Embarkation day is generally taken to mean the day you initially get on the ship..or, "embark" on the trip. However, we have had a number of threads about "getting left" on the pier during the cruise. I suppose that counts. Having been to Cozumel more times than I can remember, I would love to read your description of the incident. I have never actually seen it happen. Most piers aren't arranged that way. I always assumed that if they let you on the pier to begin with, you're going to get on board..no matter how late or sloppy stoned you are.

Description of the event...

We were on Carnival Triumph and it was an hour past our sail time. There were two additional ships tied to the pier at the time, so there were tons of people on the pier. We were the first to leave.

My kids and I went up to an observation area above the bridge wing to see them cast off. Everything appeared normal, except that we were pretty late. One person we saw was a woman, about 40, with a whole bunch of shopping bags. She ran about 100 yards down the pier and then slowed down and sauntered the rest of the way. The ship didn't realize she was so close or thought she was bound for a different ship or just got sick of waiting, and cast off.

She turned the corner on the pier and saw that the ship was 20 feet from the pier. I will always remember the look of total shock on her face as she realized the situation.

You tube is full of peer runners with a variety of looks on their faces from shock to horror to outrage

Never occurred to me to search U for that. I looked at about 6 of em. Its hard to be sympathetic. we usually line the rails when we leave a port. Theres usually a few hundred (or more) people watching.. sometimes folks are running, sometimes strolling..(and its a loooong run too)..once some guy in his swimmies obviously blitzed, strolled his way back to the ship..last person, and late, there were cheers and boos...he gave everyone on board the finger as he made his way onboard.

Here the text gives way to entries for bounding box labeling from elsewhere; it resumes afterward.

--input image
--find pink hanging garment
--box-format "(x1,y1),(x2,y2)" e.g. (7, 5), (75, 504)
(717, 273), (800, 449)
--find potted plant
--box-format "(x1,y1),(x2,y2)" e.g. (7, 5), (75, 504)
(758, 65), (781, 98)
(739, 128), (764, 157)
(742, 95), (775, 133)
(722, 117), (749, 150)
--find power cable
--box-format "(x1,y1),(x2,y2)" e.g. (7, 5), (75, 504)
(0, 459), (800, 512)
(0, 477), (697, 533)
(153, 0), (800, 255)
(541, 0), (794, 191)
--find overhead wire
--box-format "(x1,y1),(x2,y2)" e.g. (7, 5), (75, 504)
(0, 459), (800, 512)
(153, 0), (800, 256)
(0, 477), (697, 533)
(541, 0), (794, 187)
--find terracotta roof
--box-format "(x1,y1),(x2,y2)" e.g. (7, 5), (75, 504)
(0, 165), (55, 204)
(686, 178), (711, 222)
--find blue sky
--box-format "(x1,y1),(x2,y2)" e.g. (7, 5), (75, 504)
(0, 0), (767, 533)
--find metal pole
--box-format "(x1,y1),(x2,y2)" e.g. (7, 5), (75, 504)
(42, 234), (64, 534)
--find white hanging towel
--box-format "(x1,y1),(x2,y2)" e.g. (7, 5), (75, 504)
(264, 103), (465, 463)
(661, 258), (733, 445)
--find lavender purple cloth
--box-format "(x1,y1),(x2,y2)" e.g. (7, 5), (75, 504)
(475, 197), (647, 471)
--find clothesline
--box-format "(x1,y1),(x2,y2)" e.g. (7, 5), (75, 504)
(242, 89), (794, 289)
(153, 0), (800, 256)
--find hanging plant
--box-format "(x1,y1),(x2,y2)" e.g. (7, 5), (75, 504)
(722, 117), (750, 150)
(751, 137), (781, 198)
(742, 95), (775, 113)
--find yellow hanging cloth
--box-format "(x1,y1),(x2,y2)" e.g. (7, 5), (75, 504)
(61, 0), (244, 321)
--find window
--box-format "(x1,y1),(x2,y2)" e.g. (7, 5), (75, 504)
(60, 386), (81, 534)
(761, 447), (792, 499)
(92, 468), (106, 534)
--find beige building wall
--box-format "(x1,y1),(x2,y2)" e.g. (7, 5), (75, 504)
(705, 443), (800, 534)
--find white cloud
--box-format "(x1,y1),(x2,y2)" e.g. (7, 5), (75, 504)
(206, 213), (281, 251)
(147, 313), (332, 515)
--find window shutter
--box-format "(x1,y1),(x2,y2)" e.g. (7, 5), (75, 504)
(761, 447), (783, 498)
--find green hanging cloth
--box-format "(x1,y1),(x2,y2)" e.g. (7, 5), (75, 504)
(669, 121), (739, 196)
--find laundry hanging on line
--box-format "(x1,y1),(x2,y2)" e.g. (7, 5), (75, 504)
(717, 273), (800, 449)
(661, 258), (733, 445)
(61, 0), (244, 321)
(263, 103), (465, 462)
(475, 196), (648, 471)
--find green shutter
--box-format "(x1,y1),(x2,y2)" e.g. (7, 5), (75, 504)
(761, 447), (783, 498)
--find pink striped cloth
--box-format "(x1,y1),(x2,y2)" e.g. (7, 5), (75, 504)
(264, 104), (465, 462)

I still don't understand how someone physically ON the pier gets left. Granted, the security entering the pier can be lax, but you can't tell me they can't see the length of the pier up on the bridge.

The bridge could definitely see the length of the pier. After all, I could and I was just above the bridge!

However, with three ships tied up, it wasn't clear this person was bound for the Triumph until it was too late. I also couldn't tell if the ship had already slipped the mooring lines when she entered the pier or not. The ship was so smooth that I didn't realize we were free until she reacted.

I understand STEVERK...we have been alongside several other ships at the same time too. sometimes I think some folks are so besotted they may try to get on the wrong ship!. Nevertheless...you would think that SOMEBODY from any of those ships, or local security (heheheheh) would be down there. apparently not. given those circumstances, I think it could have been avoided. and I have very little sympathy for self-centered folks who show up late, and cause delays for everyone else. It can be entertaining tho.

I feel terrible that I find evil pleasure in her misfortune. Maybe another cream puff will assuage my guilty conscience! ;)

On our last cruise, security stopped 2 late passengers right at the ship. The gangway had already been taken in and it didn’t look like they were going to be able to board. They were “counseled” by security and ship’s personnel. We were actually disappointed because the passengers were over an hour late and they sauntered down the pier. We have also seen a whole family left behind as the ship was already pulling out when they arrived at the port.